The US Postal Service Wakes Up To The API Management Opportunity In New Audit
12 Sep 2017
The Office Of Inspector General for US Postal Service published an audit report on the federal agencies API strategy, which has opened their eyes to the potential of API management, and the direct value it can bring to their customers, and their business. The USPS has some extremely high value APIs that are baked into ecommerce solutions around the country, and have even launched an API management solution recently, but until now have not been actively analyzing and using API usage to guide them in any of their business planning decisions.
According to the report, “The Postal Service captures customer API usage data and distributes it to stakeholders outside of the Web Tools team via spreadsheets every month. However, management is not using that data to plan for future API needs. This occurred because management did not agree on which group was responsible for reviewing and making decisions about captured usage data.” I’m sure this is common in other agencies, as APIs are often evolved within IT groups, that can have significant canyons between them and any business units. Data isn’t shared, unless a project specifically designates it to be shared, or leadership directs it, leaving real-time API management data out of reach of those business groups making decisions.
It is good to see another federal agency wake up to the potential of API management, and the awareness it can bring to business groups. It’s not just some technical implementation with logfiles, it is actual business intelligence that can be used to guide the agency forward, and help an agency better serve constituents (customers). The awareness introduced by doing APIs, and then properly managing APIs, analyzing usage, and building and understanding what is happening, is a journey. It’s a journey that not all federal agencies have even begun (sadly). It is important that other agencies follow USPS lead, because it is likely you are already gathering valuable data, and just passing it on to external partners like USPS has been doing, not capturing any of the value for yourself. Compounding the budget, and other business challenges you are already facing, when you could be using this data to make better informed decisions, or even more important, establishing new revenue streams from your valuable public sector resources.

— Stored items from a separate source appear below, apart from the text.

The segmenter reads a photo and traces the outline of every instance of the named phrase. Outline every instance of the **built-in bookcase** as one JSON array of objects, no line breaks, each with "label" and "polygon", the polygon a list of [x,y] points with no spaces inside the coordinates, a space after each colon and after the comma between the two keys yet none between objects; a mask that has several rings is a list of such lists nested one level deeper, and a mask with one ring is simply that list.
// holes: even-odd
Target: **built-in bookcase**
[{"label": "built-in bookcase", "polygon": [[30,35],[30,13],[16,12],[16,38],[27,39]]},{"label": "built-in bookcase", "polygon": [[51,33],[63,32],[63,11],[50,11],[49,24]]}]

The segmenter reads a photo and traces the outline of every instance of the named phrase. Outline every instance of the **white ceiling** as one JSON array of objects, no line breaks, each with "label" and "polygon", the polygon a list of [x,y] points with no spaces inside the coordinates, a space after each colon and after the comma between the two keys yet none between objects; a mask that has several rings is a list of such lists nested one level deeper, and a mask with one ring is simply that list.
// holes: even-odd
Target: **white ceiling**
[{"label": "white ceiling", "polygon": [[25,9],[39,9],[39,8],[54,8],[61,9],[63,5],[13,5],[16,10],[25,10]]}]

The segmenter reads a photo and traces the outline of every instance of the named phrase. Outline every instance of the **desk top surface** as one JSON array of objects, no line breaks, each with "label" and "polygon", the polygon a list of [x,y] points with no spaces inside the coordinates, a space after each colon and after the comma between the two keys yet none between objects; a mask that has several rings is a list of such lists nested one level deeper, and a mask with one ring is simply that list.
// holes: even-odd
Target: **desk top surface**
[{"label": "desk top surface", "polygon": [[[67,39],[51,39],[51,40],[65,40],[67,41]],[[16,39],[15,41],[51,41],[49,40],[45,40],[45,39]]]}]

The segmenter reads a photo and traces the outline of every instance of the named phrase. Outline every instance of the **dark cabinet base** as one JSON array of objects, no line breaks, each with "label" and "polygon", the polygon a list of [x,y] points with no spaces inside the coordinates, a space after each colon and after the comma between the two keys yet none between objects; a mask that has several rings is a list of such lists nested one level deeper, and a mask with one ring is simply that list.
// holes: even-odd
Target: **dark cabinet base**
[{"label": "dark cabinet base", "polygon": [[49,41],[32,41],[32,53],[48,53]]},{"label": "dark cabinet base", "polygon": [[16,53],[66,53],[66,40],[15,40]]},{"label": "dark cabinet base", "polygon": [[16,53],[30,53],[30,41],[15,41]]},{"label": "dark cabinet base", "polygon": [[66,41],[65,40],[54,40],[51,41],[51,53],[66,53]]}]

While it may seem far fetched at the moment, but this API management layer reflects the future of government revenue and tax base. This is how companies in the private sector are generating revenue, and if commercial partners are building solutions on top of public sector data and other digital resources, these government agencies should be able to generate new revenue streams from these partnerships. This is how government works with physical public resources, there should be no difference when it comes to digital public resources. We just haven’t reached the realization that this is the future of how we make sure government is funded, and has the resources it needs to not just compete in the digital world, but actually innovate as many of us hope it will. It will take many years for federal agencies to get to this point. This is why they need to get started on their API journey, and begin managing their data assets in an organized way as the USPS is beginning to do.
API management has been around for a decade. It isn’t some new concept, and their are plenty of open source solutions available for federal agencies to put to use. All the major cloud platforms have it baked into their operations, making it a commodity, alongside compute, storage, DNS, and the other building blocks of our digital worlds. I’ll be looking for other ways to influence government leadership to light the API fire within federal agencies like the Office of the Inspector General has done at the U.S. Postal Service. It is important that agencies be developing awareness, and making business decisions from the APIs they offer, just like they are doing from their web properties. Something that will set the stage for future for how the government serves its constituents, customers, and generates the revenue it needs to keep operating, and even possibly leading in the digital evolution of the public sector.